On comprend que le soupçon ait été porté, systématiquement, sur la forêt et ses habitants : la forêt, la sylve, est par définition sauvage (du bas latin salvaticus, "ce qui est forestier") car elle échappe à la civilisation, à la ville – c’est-à-dire aux clercs. Elle abrite les bûcherons, les charbonniers. Ceux-ci, liés aux forgerons (héritier des secrets de Vulcain), se groupent en confréries secrètes de "bons cousins". Les charbonniers ont la réputation, en Haute-Bretagne, de s’assembler à l’ombre d’un chêne, en un lieu écarté, pour faire la pluie, la grêle ou la tempête. Bref, ce sont des sorciers. Comme sont toujours un peu sorciers les ermites. Comme sont carrément sorciers les "meneurs de loups", qui réunissent autour d’eux des loups, assis en rond et écoutant leurs instructions – car ces hommes en communion avec la forêt parlent le langage des loups. Quant aux hommes-loups, aux loups-garous, ils sont les continuateurs des compagnonnages guerriers rituellement voués au dieu-borgne, au dieu-magicien Wotan.
Est dénoncé comme sorcier celui qui, même modestement, perpétue la tradition de l’Enchanteur. Merlin est, comme l’a si bien compris Boorman, "un rêve pour certains, un cauchemar pour d’autres". Ceux qui parlent le langage des animaux sont protégés par la forêt car ils n’ont pas rompu l’antique pacte scellé entre les dieux et les hommes, au sein d’une nature, d’un monde qui appelle "l’éternel oui à la vie" repris par un Goethe et un Nietzsche.
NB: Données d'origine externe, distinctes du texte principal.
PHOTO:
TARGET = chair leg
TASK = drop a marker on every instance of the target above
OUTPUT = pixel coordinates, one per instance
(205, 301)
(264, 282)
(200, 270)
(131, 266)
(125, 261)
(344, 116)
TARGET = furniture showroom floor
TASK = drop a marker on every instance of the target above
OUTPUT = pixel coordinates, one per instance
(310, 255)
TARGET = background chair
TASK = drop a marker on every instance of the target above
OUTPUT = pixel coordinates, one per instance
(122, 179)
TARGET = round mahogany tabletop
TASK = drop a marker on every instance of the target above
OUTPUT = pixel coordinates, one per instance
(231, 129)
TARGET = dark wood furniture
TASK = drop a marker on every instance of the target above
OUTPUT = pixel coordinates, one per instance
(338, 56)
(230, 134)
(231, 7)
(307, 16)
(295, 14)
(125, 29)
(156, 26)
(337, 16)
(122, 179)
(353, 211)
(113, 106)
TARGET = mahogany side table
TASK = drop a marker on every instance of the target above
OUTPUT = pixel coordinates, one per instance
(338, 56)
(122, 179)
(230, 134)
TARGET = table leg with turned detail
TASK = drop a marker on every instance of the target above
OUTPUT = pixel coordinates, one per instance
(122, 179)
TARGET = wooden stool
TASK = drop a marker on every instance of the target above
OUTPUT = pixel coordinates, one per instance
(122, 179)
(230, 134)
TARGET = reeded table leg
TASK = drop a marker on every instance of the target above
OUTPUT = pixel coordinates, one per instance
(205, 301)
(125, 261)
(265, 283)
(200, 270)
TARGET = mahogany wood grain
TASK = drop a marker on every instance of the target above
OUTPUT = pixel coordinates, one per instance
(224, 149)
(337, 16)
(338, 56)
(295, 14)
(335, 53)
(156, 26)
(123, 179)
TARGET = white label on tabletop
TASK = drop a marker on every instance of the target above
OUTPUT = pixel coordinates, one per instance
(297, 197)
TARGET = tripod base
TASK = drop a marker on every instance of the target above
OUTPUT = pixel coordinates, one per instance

Les contes le disent : la forêt est lieu initiatique. Elle nous enseigne la plus longue mémoire. Rabelais, en allant chercher ses bons géants dans les traditions celtiques, puise dans un fond populaire où se côtoient Cendrillon, la Belle au Bois dormant, Blanche-Neige, le Petit Poucet… mais aussi les héros des chansons de geste médiévales. "Les fées et leurs contes, rappelle Marc Soriano, nous entraînent non seulement dans ce que les historiens d’aujourd’hui appellent "la longue durée", mais sur ces frontières de l’histoire que sont l’âge de la pierre, taillée ou polie, ou l’âge du bronze."